Last night Edmonton had a wicked summer thunder storm. Huge downpour flooding many underpasses, golf-ball sized hail, and one heck of a light show.
The storm marched through Edmonton from south to north, and I was able to follow its development by using some high-tech tools and following comments from friends spread throughout the city on Twitter.
Recently, the Twitter hashtag #YEGWX has come to be the channel of discussion for anything related to Edmonton weather. YEG is the airport code for the Edmonton International Airport…WX is short-wave-radio Morris Code for weather. #YEGWX.
Tonight, as the storm began hitting Edmonton, I was online and noticed a lot of tweets discussing the severity of this storm.
The one thing I saw was that traditional media couldn’t keep up. Radio and TV ran official weather office Severe Thunderstorm Warnings, but the warning was limited in the amount of detail. So I turned to my computer and G3 enabled iPad.
Social media brought me immediate details much richer and more meaningful than a bottom-screen crawl across a TV show would. Take a moment and check out the image below for details of the storm as it rolled through Edmonton.
So by following the high-tech crowd-sourced event-driven social media coverage, I am much better informed about the ongoing events in my community.

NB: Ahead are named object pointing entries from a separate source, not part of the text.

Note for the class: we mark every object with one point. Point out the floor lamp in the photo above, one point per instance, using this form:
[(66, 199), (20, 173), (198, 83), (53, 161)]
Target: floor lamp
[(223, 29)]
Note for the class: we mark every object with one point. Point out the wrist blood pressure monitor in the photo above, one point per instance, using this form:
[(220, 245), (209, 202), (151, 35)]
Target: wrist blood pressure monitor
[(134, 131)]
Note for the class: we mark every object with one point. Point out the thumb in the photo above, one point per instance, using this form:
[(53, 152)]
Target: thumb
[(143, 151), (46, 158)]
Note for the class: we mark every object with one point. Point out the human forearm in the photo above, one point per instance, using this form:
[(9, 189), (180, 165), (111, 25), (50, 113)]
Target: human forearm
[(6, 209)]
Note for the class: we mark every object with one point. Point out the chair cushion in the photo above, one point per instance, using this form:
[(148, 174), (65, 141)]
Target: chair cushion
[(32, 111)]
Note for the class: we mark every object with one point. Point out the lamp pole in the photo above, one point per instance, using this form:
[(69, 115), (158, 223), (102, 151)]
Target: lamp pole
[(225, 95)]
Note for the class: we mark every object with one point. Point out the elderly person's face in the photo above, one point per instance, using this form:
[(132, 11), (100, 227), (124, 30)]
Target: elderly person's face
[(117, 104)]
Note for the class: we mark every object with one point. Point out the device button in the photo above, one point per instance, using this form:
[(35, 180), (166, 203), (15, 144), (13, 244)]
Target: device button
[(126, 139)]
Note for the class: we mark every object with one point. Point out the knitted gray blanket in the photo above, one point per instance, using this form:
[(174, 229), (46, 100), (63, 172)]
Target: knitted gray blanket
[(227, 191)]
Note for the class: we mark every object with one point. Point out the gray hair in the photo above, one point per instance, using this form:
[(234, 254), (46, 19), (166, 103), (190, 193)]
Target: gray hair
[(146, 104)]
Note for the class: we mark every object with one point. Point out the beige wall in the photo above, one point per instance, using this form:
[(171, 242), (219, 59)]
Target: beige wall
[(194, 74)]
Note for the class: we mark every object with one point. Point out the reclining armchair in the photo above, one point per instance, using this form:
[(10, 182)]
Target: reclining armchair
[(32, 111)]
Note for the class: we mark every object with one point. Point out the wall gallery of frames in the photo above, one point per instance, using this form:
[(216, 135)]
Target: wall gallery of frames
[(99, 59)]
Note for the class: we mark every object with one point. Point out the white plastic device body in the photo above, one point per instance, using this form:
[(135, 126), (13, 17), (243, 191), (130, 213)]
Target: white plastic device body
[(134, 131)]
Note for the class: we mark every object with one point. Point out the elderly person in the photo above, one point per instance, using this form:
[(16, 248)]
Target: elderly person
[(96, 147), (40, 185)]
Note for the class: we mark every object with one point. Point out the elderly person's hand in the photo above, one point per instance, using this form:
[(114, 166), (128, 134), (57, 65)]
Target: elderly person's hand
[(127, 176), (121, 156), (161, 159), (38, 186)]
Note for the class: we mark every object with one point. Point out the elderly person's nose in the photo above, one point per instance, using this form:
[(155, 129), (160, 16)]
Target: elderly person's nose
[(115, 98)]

Which is sad because people without this type of connection could literally be in the dark with no understanding of what’s going on, no understanding if greater danger is approaching or not, and no understanding what’s happening in the rest of the city.
Yes, this is old hat, we saw similar coverage in January with the Haiti earthquake, but why isn’t this benefit more widely understood, that on occasion there is a benefit to having this technology available — there is a high-tech advantage. Why wouldn’t you want to share in it?